Jedenfalls hat der 10. Zivilsenat in seiner zeitlich späteren Entscheidung vom 24.6.2008 diese erweiternde Auslegung des § 33 ZPO ausdrücklich abgelehnt.

Dieser Rechtsprechung folgt der hier erkennende Senat (vgl. bereits Senatsbeschluss vom 13.2.2008, 31 AR 274/07 = OLGR München 2008, 346). Das Landgericht Traunstein als Gericht der Klage ist für die hier erhobene Drittwiderklage nicht zuständig, weil dort kein Gerichtsstand besteht, insbesondere auch nicht der besondere Gerichtsstand nach § 33 ZPO, und eine Zuständigkeit des Landgerichts Traunstein auch nicht durch rügelose Einlassung begründet wurde.

c) Wie das Problem der fehlenden Zuständigkeit des angegangenen Gerichts für die isolierte Drittwiderklage zu lösen ist, ergibt sich aus der zitierten Rechtsprechung des 5. und des 10. Zivilsenats des Bundesgerichtshofs nicht. Eine Möglichkeit wäre, das Fehlen der Zuständigkeit als gegeben hinzunehmen und den Beklagten darauf zu verweisen, dass er die gegen den Zedenten der Klageforderung gerichtete negative Feststellungsklage, für die nach der eben zitierten Rechtsprechung des 5. Zivilsenats das Feststellungsinteresse (§ 256 Abs. 1 ZPO) nicht verneint werden kann, an einem für diese Klage zuständigen Gericht erheben muss. Damit würde die Rechtsprechung des 5. Zivilsenats indes weitgehend ihres Sinns beraubt. Die Erwägungen des 5. Zivilsenats zur Zulässigkeit der drittwiderklagend erhobenen negativen Feststellungsklage sind von Gründen der Prozesswirtschaftlichkeit geprägt. Die Aufspaltung in zwei Prozesse - so der 5. Zivilsenat -, nämlich des Klägers gegen den Beklagten auf Schadensersatz, und des Beklagten gegen den Widerbeklagten auf negative Feststellung, dass diesem keine Ansprüche zustehen, brächte prozessökonomisch keine Vorteile, sondern nur Mehrbelastungen und zudem das Risiko einander widersprechender gerichtlicher Entscheidungen. Will man diese Rechtsprechung nicht leerlaufen lassen, so geht es nicht an, die Möglichkeit der isolierten Drittwiderklage auf die seltenen Fälle zu beschränken, in denen beim Gericht der Klage - zufällig - auch ein Gerichtsstand für die Drittwiderklage besteht.

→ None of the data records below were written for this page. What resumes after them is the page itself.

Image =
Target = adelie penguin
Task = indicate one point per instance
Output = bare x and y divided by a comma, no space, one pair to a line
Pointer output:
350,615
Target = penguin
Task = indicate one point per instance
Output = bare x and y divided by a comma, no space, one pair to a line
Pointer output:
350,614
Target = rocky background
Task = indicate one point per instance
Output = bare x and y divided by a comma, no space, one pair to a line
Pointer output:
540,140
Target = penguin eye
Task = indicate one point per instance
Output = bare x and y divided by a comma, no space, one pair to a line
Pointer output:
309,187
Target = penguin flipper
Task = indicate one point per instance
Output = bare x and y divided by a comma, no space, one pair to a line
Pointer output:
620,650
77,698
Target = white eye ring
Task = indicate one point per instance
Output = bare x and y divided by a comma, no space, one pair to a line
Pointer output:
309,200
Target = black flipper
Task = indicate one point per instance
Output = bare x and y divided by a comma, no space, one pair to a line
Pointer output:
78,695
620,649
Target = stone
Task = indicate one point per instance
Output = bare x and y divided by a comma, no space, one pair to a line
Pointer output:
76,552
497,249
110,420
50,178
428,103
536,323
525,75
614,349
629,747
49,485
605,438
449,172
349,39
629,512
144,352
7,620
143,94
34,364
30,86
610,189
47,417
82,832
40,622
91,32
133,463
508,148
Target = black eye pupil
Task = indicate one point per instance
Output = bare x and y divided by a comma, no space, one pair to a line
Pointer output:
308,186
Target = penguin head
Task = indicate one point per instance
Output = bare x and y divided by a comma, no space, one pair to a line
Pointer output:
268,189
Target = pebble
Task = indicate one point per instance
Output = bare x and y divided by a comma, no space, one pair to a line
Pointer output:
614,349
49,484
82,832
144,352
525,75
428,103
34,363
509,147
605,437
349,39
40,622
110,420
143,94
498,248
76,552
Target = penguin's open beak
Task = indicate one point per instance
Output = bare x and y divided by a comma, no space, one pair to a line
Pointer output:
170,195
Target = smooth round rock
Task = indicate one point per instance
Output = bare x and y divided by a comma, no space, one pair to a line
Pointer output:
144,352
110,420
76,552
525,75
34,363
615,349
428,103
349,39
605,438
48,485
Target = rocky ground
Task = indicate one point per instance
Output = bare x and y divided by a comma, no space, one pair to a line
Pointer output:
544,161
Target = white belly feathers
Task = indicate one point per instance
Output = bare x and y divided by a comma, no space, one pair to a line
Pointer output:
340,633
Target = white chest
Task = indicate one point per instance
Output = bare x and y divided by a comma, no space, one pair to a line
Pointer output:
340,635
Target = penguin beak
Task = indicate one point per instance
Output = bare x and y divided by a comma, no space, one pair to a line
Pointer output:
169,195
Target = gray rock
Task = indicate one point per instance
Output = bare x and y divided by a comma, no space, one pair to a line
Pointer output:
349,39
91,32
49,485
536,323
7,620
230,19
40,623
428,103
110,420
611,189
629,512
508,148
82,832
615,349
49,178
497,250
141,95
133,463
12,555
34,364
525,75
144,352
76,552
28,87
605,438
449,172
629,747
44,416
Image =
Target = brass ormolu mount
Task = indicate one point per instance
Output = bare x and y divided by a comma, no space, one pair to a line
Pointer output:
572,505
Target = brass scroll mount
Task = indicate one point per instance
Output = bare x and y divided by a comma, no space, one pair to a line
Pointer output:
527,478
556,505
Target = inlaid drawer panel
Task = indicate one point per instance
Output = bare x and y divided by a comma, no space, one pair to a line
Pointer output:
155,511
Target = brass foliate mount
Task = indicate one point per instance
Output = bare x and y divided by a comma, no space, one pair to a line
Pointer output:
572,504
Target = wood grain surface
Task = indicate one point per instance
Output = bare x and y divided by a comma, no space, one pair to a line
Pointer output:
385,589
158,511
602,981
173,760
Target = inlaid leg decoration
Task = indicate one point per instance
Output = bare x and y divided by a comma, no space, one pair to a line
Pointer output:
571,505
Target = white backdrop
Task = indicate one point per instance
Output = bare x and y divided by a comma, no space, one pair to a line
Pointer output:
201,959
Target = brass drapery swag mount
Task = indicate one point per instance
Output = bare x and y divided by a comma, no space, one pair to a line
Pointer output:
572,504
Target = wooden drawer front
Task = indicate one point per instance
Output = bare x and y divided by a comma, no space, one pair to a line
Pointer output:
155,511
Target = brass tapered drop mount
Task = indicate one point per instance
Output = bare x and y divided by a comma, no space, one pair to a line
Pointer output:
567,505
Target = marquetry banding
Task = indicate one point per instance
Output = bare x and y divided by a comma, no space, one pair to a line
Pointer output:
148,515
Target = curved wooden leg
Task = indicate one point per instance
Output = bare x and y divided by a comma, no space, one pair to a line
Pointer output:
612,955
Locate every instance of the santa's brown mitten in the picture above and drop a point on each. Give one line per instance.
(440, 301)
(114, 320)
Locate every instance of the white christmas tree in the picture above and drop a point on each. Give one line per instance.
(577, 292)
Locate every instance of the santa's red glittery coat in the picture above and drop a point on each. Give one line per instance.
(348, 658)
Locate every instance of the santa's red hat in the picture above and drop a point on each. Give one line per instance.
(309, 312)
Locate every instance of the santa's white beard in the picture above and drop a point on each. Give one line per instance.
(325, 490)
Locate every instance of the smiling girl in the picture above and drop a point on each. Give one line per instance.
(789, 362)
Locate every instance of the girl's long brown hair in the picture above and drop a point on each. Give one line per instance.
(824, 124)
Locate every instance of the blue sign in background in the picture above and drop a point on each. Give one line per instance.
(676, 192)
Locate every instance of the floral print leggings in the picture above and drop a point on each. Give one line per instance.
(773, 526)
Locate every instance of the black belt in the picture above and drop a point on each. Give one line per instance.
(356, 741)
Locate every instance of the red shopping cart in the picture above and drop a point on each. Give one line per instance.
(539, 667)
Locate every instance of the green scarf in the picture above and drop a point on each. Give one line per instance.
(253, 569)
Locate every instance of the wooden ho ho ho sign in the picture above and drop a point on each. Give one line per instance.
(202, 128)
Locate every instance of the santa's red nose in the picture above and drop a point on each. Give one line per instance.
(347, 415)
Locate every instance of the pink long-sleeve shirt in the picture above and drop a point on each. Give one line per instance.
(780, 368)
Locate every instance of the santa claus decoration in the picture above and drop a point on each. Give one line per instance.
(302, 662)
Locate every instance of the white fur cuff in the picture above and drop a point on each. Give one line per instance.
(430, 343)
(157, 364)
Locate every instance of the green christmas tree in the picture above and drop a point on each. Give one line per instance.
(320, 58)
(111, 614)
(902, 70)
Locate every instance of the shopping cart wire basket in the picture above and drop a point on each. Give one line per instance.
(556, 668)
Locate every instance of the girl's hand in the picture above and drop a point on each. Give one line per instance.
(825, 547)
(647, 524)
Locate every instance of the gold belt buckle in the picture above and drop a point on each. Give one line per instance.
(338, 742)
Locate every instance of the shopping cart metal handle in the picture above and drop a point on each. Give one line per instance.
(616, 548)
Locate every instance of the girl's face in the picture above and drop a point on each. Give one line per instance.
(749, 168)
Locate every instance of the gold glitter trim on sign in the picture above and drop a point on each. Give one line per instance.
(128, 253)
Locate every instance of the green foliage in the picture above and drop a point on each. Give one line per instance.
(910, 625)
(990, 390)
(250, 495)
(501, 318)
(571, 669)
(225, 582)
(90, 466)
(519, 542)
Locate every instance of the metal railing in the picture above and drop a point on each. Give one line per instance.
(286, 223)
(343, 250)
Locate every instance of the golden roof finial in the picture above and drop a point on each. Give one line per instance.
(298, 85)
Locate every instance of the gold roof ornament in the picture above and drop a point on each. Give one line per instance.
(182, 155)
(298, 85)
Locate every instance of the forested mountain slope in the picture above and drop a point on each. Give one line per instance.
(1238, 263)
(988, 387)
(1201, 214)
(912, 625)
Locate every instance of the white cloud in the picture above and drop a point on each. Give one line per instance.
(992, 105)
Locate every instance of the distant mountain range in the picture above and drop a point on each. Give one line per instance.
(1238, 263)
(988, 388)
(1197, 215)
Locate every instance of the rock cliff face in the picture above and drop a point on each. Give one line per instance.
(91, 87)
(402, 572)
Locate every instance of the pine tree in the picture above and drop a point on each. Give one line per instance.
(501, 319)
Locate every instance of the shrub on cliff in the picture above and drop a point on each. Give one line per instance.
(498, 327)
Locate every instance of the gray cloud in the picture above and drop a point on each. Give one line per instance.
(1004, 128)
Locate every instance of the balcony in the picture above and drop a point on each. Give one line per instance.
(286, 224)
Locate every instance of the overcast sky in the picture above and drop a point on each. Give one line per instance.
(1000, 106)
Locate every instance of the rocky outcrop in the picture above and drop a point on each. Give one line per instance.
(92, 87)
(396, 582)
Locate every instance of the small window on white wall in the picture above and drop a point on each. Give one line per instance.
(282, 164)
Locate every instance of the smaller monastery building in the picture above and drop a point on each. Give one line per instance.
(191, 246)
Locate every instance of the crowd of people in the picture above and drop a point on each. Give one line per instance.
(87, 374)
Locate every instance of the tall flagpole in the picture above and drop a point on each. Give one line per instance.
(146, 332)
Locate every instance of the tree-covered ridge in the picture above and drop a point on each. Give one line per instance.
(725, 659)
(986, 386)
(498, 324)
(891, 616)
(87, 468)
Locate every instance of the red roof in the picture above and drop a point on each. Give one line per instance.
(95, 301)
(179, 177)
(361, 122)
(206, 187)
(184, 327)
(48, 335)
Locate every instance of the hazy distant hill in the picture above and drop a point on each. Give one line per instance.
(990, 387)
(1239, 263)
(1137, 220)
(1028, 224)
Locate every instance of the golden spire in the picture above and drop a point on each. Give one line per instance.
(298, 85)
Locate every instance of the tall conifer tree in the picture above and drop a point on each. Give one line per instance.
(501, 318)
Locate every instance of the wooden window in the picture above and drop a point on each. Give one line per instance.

d) Der Senat sieht die Lösung darin, in entsprechender Anwendung des § 36 Abs. 1 Nr. 3 ZPO ein gemeinsam zuständiges Gericht für Klage und isolierte Drittwiderklage zu bestimmen, wie hier vom Drittwiderkläger beantragt. Eine unmittelbare Anwendung dieser Vorschrift scheidet aus, da die isolierte Drittwiderklage nicht, wie es § 36 Abs. 1 Nr. 3 ZPO voraussetzt, gegen mehrere Parteien als Streitgenossen gerichtet ist. Das unterscheidet diesen Fall von der oben behandelten Konstellation, wie er der Entscheidung des 10. Zivilsenats zugrunde lag, in der die Widerklage sowohl gegen den Kläger als auch gegen eine bisher am Verfahren nicht beteiligte Partei, insgesamt also gegen mehrere Parteien, erhoben ist. Die Rechtsprechung hat jedoch der durch ihre Auslegung der Gesetze entstandenen Widersprüche und Lücken - hier: Zulässigkeit der isolierten Drittwiderklage im Fall einer negativen Feststellungsklage gegen den Zedenten der Klageforderung, aber im Regelfall keine Zuständigkeit des Gerichts der Klage hierfür - Rechnung zu tragen. Da dieser Rechtsprechung Erwägungen der Prozesswirtschaftlichkeit zugrunde liegen, liegt es nahe, die der Prozessökonomie dienende Vorschrift des § 36 Abs. 1 Nr. 3 ZPO, deren entsprechende Anwendung auf vielfältigste Fallgestaltungen zum gefestigten Bestand der Rechtsprechung gehört (vgl. Zöller/Vollkommer ZPO 27. Aufl. § 36 Rn. 2, 2a m.w.N.), auch im vorliegenden Fall entsprechend anzuwenden.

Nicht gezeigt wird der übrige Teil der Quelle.